Стремительное движение нашей цивилизации - а оно убыстряется год от года - настолько захватывает нас своей круговертью, что мы забываем спросить: а во имя чего в конечном итоге оно совершается и почему выходит из-под контроля? Ведь нарастание и убыстрение движения - не самоцель. Быстро, как известно, можно двигаться и к пропасти. Не настал ли момент, когда нужно сделать остановку, почистить, а, может, и заменить какие-то детали машины прогресса, которая в последнее время явно начала барахлить?

- Но как же сделать эту остановку? И кто решится на это первым: вы, американцы, японцы, немцы?

- Разумеется, ее надо делать сообща, как говорится, всем миром, дабы бегущие не растоптали остановившихся.

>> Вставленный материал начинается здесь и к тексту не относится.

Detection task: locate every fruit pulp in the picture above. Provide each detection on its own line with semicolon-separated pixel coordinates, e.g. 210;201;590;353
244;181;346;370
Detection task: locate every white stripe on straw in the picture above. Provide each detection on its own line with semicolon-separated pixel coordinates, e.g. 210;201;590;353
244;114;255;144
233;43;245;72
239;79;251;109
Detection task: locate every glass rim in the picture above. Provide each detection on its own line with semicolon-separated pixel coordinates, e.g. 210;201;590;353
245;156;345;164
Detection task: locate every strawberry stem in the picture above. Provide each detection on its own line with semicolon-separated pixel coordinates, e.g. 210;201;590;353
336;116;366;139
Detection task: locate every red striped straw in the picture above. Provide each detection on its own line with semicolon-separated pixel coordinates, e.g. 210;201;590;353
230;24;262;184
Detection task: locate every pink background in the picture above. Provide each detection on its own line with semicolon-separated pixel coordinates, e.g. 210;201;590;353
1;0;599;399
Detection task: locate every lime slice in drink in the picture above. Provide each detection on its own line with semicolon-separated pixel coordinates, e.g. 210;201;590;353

- Как вы знаете, некоторые люди потеряли веру в то, что мир выберется из трясины собственными силами, поэтому они связывают надежды на спасение с Космосом. Что вы можете сказать по этому поводу?

- Как ни странно, но эту точку зрения можно принять, однако с одним существенным дополнением, что Космос нужно выявлять и утверждать в самих себе, перестраивая и обновляя свое сознание по вселенской шкале.

По существу, нам остался единственный выход: поднять свое мышление на планетарно-космический уровень. То, что недавно еще считалось утопией, фантазией, далекой мечтой, а именно - расширение человеческого сознания и превращение его в космическое, - стало не только реальной, но и неотложной задачей в наши дни.

А кстати, космичность мышления нерасторжима и с коммунизмом. Ведь коммунизм предполагает сознательное и добровольное подчинение личного начала общественному, причем не только во имя блага общечеловеческого, но и во имя блага той же самой личности. Можно сказать поэтому, что коммунизм - это выявление в сознании и поведении человека его космических качеств.

- В повести "Семь дней в Гималаях" упоминается о пророчестве: когда один миллиард людей встанет под знамена высокой духовности, то это будет поворотным пунктом в истории человечества. Я верно передаю суть ваших слов?

- В принципе, да.

- Далее вы излагаете мысль, что пророчество подразумевало союз (причем не просто экономический или политический, а внутренне осознанный, сердечный, духовный) Индии с вашей страной. Он-то и будет обнадеживающим и спасительным примером для нашей цивилизации. Не изменилась ли с тех пор ваша точка зрения?

- Нет, не изменилась. Более того: я считаю, что как бы во исполнение пророчества звучат слова Делийской декларации, подписанной руководителями наших стран. Обратите внимание, что они "от имени более чем миллиарда мужчин, женщин и детей" - именно так сказано в декларации - выступают с призывом сделать основой человеческого сооощества принципы ненасилия.